Ganz anders bei C.A.R.S, dort ist ein spielen mit *ULTRA* und FullHD mit 10FPS machbar  Regelt man alles auf HIGH und MSAA runter sind dort schnell mal 40FPS machbar und richtig Spass zu spielen. 
Für jeden SimRacer ein must have!

Die Tage kommt vl noch mal ne 6970 ins Crossfire um den Performance anstieg zu sehen. 

Restliche Setup siehe Signatur.

Auf die 7000er Serie bin ich auch schon gespannt was die kann. Deswegen wohl kaum auf Crossfire sondern eher auf 7xxx umsteige für TrippleTFT


----------



## Blackburn (25. November 2011)

Hallo!

Danke für eure Antworten!
Wie Painkiller richtig geschrieben hat geht es um 3x 24".
Das NVIDIA offiziell nur 2 Bildschirme unterstützt finde ich seltsam wegen dem 3D Surround welches angeboten wird. Und einen Shooter mit 2 monitoren ist sinnfrei.
Auch richtig bemerkt geht es wirklich um 2x GTX680. Ich pfefferigere NVIDIA, wobei wenn der leistungs Zuwachs bei AMD größer ausfällt, dann könnte ich noch meine Meinung ändern.
Als CPU nutze ich einen i7-950 @ 3,8 GHz.
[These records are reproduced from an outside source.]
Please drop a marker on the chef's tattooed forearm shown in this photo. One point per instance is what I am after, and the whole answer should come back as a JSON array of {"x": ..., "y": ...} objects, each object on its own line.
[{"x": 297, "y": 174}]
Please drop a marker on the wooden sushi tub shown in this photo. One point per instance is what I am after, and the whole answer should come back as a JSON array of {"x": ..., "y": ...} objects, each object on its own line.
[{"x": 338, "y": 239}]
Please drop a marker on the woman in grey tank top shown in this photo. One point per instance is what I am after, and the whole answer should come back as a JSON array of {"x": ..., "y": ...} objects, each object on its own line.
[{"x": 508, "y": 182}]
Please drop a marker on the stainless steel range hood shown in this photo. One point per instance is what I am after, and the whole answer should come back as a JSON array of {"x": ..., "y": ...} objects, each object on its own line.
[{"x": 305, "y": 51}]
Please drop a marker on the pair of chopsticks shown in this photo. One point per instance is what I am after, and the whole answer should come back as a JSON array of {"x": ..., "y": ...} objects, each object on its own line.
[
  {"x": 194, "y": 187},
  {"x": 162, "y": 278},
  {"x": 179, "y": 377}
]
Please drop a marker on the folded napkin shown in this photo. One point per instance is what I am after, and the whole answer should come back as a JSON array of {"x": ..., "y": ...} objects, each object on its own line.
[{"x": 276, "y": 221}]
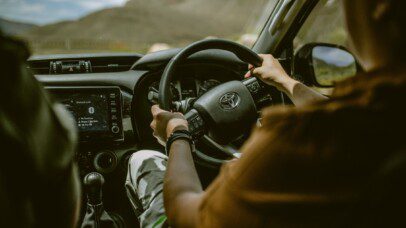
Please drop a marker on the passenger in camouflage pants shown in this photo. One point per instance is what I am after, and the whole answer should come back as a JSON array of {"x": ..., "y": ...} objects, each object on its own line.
[{"x": 144, "y": 184}]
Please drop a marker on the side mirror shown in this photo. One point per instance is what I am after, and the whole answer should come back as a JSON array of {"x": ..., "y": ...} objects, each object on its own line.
[{"x": 323, "y": 65}]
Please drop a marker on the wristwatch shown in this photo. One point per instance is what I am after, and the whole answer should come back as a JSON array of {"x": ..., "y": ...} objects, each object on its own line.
[{"x": 179, "y": 134}]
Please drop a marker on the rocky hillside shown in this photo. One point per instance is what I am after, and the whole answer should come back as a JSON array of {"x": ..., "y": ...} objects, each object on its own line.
[
  {"x": 141, "y": 23},
  {"x": 14, "y": 28}
]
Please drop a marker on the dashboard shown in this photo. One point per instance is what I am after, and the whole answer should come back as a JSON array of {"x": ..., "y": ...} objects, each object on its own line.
[{"x": 112, "y": 107}]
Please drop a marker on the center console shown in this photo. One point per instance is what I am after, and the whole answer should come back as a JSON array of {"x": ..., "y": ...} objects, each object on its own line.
[{"x": 97, "y": 111}]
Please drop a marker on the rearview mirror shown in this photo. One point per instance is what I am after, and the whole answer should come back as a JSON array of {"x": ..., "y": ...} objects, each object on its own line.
[{"x": 323, "y": 65}]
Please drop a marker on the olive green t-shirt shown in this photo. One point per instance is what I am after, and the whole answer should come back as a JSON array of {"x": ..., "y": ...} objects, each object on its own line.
[{"x": 312, "y": 166}]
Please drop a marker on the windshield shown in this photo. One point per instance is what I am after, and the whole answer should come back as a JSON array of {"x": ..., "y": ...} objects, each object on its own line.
[{"x": 88, "y": 26}]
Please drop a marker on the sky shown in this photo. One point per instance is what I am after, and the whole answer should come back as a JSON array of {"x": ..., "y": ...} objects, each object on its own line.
[{"x": 42, "y": 12}]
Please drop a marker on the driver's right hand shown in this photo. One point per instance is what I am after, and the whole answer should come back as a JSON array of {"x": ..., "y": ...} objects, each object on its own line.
[{"x": 272, "y": 73}]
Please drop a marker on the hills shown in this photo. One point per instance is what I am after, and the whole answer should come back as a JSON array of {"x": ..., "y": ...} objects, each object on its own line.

Sollte bei 3 Monitoren reichen wenn man die Auflösung bedenkt.

Und 3 mal 120Hz macht keine probleme?

Danke und Grüße!


----------



## Painkiller (28. November 2011)

> Das NVIDIA offiziell nur 2 Bildschirme unterstützt finde ich seltsam wegen dem 3D Surround welches angeboten wird.


Moment! Surround ist wieder was anderes. 

Es gibt SLI Multi View. Multi View ist zum Ansteuern von 4 und mehr Monitoren gedacht. (Grafikkarten arbeiten in diesem Modus unabhängig voneinander.)

Und dann gibt es noch Surround.  Bei Verwendung von zwei oder drei GPUs im SLI-Betrieb können dabei mehr als zwei Monitore (3 Monitore) angesteuert werden. Im Gegensatz zum Multi View-Ansatz muss dabei *nicht* auf SLI Frame Rendering verzichtet werden. D.h. die Karten arbeiten zusammen, und nicht getrennt wie bei SLI Multi View.  



> Und 3 mal 120Hz macht keine probleme?


Ich denke nicht. An welche Art von Problemen hast du denn da gedacht?


----------